‘Sarawak General Hospital still has room for patients’

The Covid-19 low-risk quarantine and treatment centre set up at the hostels of the Youth and Sports Complex in Kuching.- ZULAZHAR SHEBLEE/The Star

KUCHING: The Sarawak General Hospital (SGH) and quarantine centre here still has room for Covid-19 patients despite rising admissions over the past month, says Datuk Seri Dr Sim Kui Hian.

The state Local Government and Housing Minister said the average bed occupancy in SGH’s Covid ward was about 74% in epidemic week 16 from April 19 to 25, which saw an average of 69 admissions per day.

In the same period, occupancy of ventilated beds in critical care for Covid-19 and high-risk severe acute respiratory infection (SARI) cases and patients under investigation (PUI) averaged 81% while the low-risk quarantine and treatment centre had 79% average occupancy.

“This means there is still room for optimal care for such cases, ” he said when contacted.

Dr Sim, who oversees public health, noted that SGH recorded a significant increase in Covid-19 cases during the past month, including a steep surge from 250 cases to 481 cases two weeks ago.

He urged the public to keep adhering to the standard operating procedures (SOPs) in order to break the chain of infection.

In Kota Kinabalu, efforts are being made to ease congestion at hospitals and quarantine centres reaching full capacity in Sabah’s east coast amid the rising number of Covid-19 cases.

The state health department took action to resolve the problem of the three nearly full quarantine centres and hospital beds being fully used, said Sabah Covid-19 spokesman Datuk Seri Masidi Manjun.

“Things are looking up, but we are not out of the woods yet, ” he said when contacted.

State health authorities had to reopen the army field hospital and the low-risk quarantine centre two weeks ago.

The field hospital and quarantine centre were closed for some time before the sudden spike in cases in Tawau.

Masidi said specialists from Queen Elizabeth Hospital in Kota Kinabalu as well as doctors and nurses from other districts have been deployed to Tawau to assist the hospital.

“State health authorities can no longer depend on staff from outside Sabah, as other states are struggling too, ” he explained.

The low-risk quarantine centre had to be reopened to take in those not needing hospital care, as health authorities did not want them kept under home quarantine because of concerns over compliance with rules, he added.

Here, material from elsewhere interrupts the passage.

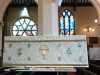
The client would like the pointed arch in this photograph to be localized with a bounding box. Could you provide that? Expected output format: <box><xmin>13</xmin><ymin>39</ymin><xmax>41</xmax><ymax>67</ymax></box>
<box><xmin>59</xmin><ymin>9</ymin><xmax>75</xmax><ymax>35</ymax></box>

There has been growing concern over rising cases in Sabah’s east coast district that borders Indonesia’s Kalimantan.

Two days ago, local leader Datuk Nizam Abu Bakar Titingan sounded the alarm that medical facilities were being overstretched.

Nizam, who is state Assistant Finance Minister and Apas assemblyman, said the district hospital was full and the three quarantine centres with capacities of about 600 people each were nearly full ever since positive cases began to climb from April 3.

Tawau Health Department officer G. Navindran urged people in the district to observe the standard operating procedure (SOP) and said he felt that many people were not taking the threat seriously.

He also noted that those who had come into direct contact with positive patients or who experienced symptoms were coming in very late for their swab tests.

Tawau district as well as neighbouring Lahad Datu and Sandakan are under the movement control order, while the rest of Sabah went under the conditional MCO yesterday.